Common sense says that he was where he was registered, that he had been there for as long as that had been his residence, that he had always been in full compliance with registration, that he had no re-offense or issue of any type for almost twenty years, that he is 74 years old, that he had committed no crime or re-offense in the six months that Florida thought he was in Virginia, that if there had been any period of potential risk, it was over with no incident before the charges were filed, and that the whole thing is nonsense.
The law says he committed a second-degree felony with the top punishment for this being a term of imprisonment not exceeding 15 years and a fine of $10,000.
If Mr. Kaub spends even one year as a guest of the Florida penal system, it will be at a cost of approximately $22,000.00. His fine would pay for less than half of that, assuming he can afford to pay it.
Mr. Kaub has, according to sources, been released on bond. He has a court date of March 30 at 9 a.m. where he will be required to answer the charge.
I pose the following questions:
- Keeping in mind that the sexual offense registry is a CIVIL regulatory scheme, how did an oversight, in the absence of any crime or any other neglect of duty, become a second-degree felony in the state of Florida?
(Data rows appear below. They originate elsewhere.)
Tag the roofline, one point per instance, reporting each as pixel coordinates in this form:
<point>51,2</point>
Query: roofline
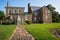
<point>16,7</point>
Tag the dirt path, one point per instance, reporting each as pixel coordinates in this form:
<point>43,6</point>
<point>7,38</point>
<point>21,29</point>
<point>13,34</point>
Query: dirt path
<point>21,34</point>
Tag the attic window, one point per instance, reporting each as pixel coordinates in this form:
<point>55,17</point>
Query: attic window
<point>49,11</point>
<point>35,13</point>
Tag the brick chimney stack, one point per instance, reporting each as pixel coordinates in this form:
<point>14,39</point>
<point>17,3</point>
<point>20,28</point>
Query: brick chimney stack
<point>29,8</point>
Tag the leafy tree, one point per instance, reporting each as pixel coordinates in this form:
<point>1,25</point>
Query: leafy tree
<point>55,14</point>
<point>2,16</point>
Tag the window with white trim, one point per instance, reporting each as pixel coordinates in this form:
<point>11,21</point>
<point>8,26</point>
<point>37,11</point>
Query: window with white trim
<point>35,18</point>
<point>26,17</point>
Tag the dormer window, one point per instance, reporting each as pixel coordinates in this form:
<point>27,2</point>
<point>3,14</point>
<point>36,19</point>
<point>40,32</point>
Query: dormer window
<point>35,14</point>
<point>19,11</point>
<point>49,11</point>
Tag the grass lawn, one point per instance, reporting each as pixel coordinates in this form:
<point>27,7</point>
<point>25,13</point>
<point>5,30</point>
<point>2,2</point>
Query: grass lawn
<point>6,31</point>
<point>42,31</point>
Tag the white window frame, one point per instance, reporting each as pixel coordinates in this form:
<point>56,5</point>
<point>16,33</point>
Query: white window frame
<point>26,17</point>
<point>35,18</point>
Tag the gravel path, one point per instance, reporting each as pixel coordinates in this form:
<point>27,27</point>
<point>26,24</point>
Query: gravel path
<point>21,34</point>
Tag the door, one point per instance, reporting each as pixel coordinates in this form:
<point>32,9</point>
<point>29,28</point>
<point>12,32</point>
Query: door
<point>20,19</point>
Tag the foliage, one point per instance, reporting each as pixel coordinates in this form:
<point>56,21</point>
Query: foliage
<point>28,22</point>
<point>55,14</point>
<point>6,31</point>
<point>2,16</point>
<point>42,31</point>
<point>8,22</point>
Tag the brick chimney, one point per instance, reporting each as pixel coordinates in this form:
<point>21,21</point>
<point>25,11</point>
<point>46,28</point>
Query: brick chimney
<point>29,8</point>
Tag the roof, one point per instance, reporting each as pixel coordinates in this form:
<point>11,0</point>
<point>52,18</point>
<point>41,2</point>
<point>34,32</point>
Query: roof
<point>16,7</point>
<point>35,8</point>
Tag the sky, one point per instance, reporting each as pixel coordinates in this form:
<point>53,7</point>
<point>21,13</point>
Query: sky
<point>24,3</point>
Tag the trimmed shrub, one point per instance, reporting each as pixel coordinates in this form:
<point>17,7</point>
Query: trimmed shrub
<point>28,22</point>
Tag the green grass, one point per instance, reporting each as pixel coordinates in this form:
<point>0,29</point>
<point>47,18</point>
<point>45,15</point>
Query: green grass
<point>42,31</point>
<point>6,31</point>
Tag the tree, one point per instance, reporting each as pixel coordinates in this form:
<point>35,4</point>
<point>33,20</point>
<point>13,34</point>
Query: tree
<point>55,14</point>
<point>2,16</point>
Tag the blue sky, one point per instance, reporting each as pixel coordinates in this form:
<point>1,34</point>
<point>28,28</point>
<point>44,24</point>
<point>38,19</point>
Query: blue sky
<point>23,3</point>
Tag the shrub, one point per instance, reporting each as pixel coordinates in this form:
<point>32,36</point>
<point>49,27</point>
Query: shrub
<point>28,22</point>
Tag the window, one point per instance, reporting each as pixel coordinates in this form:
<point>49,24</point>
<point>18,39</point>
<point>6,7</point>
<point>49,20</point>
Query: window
<point>46,17</point>
<point>49,11</point>
<point>19,11</point>
<point>35,14</point>
<point>9,11</point>
<point>35,18</point>
<point>26,18</point>
<point>14,11</point>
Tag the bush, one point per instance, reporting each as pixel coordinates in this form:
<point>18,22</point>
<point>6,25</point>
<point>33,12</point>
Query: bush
<point>8,22</point>
<point>28,22</point>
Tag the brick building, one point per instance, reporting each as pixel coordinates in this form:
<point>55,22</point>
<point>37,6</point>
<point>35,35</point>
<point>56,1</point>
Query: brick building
<point>34,14</point>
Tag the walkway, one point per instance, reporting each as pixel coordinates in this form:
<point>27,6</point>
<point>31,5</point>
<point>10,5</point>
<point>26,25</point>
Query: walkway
<point>21,34</point>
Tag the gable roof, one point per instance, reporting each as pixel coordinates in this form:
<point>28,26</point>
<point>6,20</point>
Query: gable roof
<point>35,8</point>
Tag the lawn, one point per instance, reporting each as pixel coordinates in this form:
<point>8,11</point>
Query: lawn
<point>6,31</point>
<point>42,31</point>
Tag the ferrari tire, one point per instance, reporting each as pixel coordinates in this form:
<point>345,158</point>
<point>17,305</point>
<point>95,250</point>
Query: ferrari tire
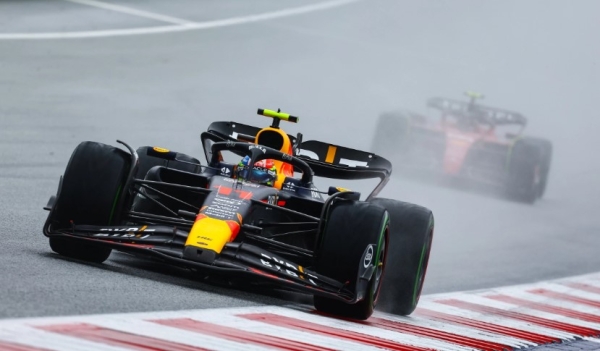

- Is close monitoring of registered persons after ten, or even five, years of an exemplary record the best use of Florida’s law enforcement resources?
- Is this the right time to seriously consider limiting excessive prosecutorial and police funding which allows them the ability to pursue situations which contribute not one iota to public safety?
- Does a benign mistake, such as failing to report a decision to stay home rather than go on vacation, merit sending a person to prison for what could be a life sentence?